# Health Care



## Irishgirl (Sep 26, 2008)

Hey all,
Just wondering if you can give me some advise. I want to get health insurance for me and my husband here in Spain, just wondering what is the best company to go with and how long to you have to be on it before you can claim off it.

I am with BUPA in Ireland and am wondering do they have a sister company here, maybe I can switch it over to here (heres hoping!!)

Any info is welcome, just need to be pointed in the right direction.

Thanks

Ni.
PS. Hasnt it gotten cold!! Winter is here!!


----------



## Tallulah (Feb 16, 2009)

Irishgirl said:


> Hey all,
> Just wondering if you can give me some advise. I want to get health insurance for me and my husband here in Spain, just wondering what is the best company to go with and how long to you have to be on it before you can claim off it.
> 
> I am with BUPA in Ireland and am wondering do they have a sister company here, maybe I can switch it over to here (heres hoping!!)
> ...


Morning Irishgirl! (an early start for me...):ranger:

Yes, it is getting a lot colder - and the rain!
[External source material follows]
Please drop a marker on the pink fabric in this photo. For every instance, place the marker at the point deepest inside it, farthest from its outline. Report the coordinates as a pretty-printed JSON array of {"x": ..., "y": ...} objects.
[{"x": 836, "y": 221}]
Was watching the news earlier and there's some dreadful accidents happening - the police have been out to 50 incidents in the night in Madrid so far...so much flooding on the roads causing huge problems. (Hope it's OK where you are PW!).:car:

You mentioned Bupa - well, there's Bupa International as a sponsor here on this forum (often appears on the right of the page) so click on there!

I don't know your situation, but I think you mentioned you and your OH were working - if you're contributing to the Spanish system, then you'll be entitled to cover on the Seguridad Social....saying that though, a lot of people (incl. native Spanish) prefer to have private health cover as well.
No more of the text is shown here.